简体   繁体   English

如何在C++中将文件编码格式设置为UTF8

[英]How to set file encoding format to UTF8 in C++

A requirement for my software is that the encoding of a file which contains exported data shall be UTF8.我的软件的要求是包含导出数据的文件的编码应为 UTF8。 But when I write the data to the file the encoding is always ANSI.但是当我将数据写入文件时,编码始终是 ANSI。 (I use Notepad++ to check this.) (我使用 Notepad++ 检查这个。
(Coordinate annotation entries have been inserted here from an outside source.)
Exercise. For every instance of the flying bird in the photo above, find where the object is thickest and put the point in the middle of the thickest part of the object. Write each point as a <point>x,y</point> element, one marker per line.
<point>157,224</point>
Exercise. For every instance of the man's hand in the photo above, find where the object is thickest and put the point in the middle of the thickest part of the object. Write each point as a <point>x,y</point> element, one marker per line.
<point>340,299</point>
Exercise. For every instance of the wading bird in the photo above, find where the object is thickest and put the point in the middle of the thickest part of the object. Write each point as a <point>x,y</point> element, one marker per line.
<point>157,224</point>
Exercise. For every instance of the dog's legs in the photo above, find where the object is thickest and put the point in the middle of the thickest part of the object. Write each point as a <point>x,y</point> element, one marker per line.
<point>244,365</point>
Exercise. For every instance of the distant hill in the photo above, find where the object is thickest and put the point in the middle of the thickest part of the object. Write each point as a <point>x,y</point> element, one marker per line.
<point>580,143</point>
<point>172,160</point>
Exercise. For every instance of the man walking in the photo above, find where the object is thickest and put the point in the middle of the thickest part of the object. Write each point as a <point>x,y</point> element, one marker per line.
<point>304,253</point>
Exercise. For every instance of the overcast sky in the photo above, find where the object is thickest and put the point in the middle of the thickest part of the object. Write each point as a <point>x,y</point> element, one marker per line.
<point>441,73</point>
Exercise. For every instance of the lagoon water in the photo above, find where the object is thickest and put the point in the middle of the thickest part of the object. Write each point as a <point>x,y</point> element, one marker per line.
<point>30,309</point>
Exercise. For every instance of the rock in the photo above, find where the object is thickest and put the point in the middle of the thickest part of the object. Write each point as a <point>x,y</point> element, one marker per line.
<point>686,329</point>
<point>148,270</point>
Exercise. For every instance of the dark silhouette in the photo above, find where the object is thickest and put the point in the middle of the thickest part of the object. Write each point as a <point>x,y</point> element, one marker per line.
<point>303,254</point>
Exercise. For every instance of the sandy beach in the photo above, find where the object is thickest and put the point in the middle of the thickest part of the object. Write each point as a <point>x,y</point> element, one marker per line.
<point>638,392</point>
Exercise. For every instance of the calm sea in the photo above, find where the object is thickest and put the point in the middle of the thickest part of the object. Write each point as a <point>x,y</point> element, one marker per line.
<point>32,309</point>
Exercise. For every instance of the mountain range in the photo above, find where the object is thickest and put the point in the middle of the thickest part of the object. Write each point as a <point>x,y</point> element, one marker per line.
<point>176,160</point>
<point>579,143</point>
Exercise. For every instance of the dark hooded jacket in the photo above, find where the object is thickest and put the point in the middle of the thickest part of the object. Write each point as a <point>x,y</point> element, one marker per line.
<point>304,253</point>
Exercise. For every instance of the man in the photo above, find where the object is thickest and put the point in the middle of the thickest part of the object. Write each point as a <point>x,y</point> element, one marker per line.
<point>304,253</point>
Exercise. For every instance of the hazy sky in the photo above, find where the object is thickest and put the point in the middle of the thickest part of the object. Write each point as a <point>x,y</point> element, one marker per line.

)

What I'm currently doing is trying to convert the file manually by reading it, converting it to UTF8 and writing the text to a new file.我目前正在做的是尝试通过读取手动转换文件,将其转换为 UTF8 并将文本写入新文件。

line is a std::string line是一个std::string
inputFile is an std::ifstream inputFile是一个std::ifstream
pOutputFile is a FILE* pOutputFile是一个FILE*

// ...

if( inputFile.is_open() )
{
    while( inputFile.good() )
    {
        getline(inputFile,line);

        //1
        DWORD dwCount = MultiByteToWideChar( CP_ACP, 0, line.c_str(), -1, NULL, 0 );
        wchar_t *pwcharText;
        pwcharText = new wchar_t[ dwCount];

        //2
        MultiByteToWideChar( CP_ACP, 0, line.c_str(), -1, pwcharText, dwCount );

        //3
        dwCount = WideCharToMultiByte( CP_UTF8, 0, pwcharText, -1, NULL, 0, NULL, NULL );
        char *pText;
        pText = new char[ dwCount ];

        //4
        WideCharToMultiByte( CP_UTF8, 0, pwcharText, -1, pText, dwCount, NULL, NULL );

        fprintf(pOutputFile,pText);
        fprintf(pOutputFile,"\n");

        delete[] pwcharText;
        delete[] pText;
    }
}

// ...

Unfortunately the encoding is still ANSI.不幸的是,编码仍然是 ANSI。 I searched a while for a solution but I always encounter the solution via MultiByteToWideChar and WideCharToMultiByte.我搜索了一段时间的解决方案,但我总是通过 MultiByteToWideChar 和 WideCharToMultiByte 遇到解决方案。 However, this doesn't seem to work.但是,这似乎不起作用。 What am I missing here?我在这里错过了什么?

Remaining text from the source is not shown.